Many people hope their work makes the world a better place. But few announce that intention on their LinkedIn profile.
Graham Seaman puts it right up near the top: “Through my work I hope to make a difference, to make things better.”
And more than simply an aspiration, for Seaman it’s a job requirement.
The 2001 Materials Engineering and Management grad is now Director of Sustainability and Asset Management for the City of Markham.
“While I never envisioned working for local government, I did make the conscious decision to focus on using my skills and knowledge to help make the world more sustainable,” he says. “But I never thought it would be as a public servant, although it’s a great fit.”
Sustainable energy and technologies have been Seaman’s career focus for more than a decade. In 2009 he brought that focus to Markham, a city of 350,000 people located just north of Toronto.
The result has been “a rewarding career where I get to help a community continually improve its sustainability.”

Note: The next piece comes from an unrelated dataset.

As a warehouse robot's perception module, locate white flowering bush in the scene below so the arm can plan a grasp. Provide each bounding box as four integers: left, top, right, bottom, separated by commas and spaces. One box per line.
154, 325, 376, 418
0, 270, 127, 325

His current job has him overseeing a team of 27 people responsible for a diverse portfolio including major facility capital projects, administrative facility operations, corporate security, corporate asset management, and GIS Database, as well as sustainability and energy management.
“My team is mostly comprised of engineers, architects, and technicians so I still get to do some technical work,” he says. “But mostly, my engineering degree equipped me with a set of problem-solving tools that I still use every day, and I don’t believe I would be in this role without them.”
He hopes today’s young engineers won’t forget the opportunities that can exist in municipal governments.
“If you’re seeking a career that is both challenging and rewarding, where every day you’ll see the positive impact you’re having on a community, consider a career in public service – particularly local government.”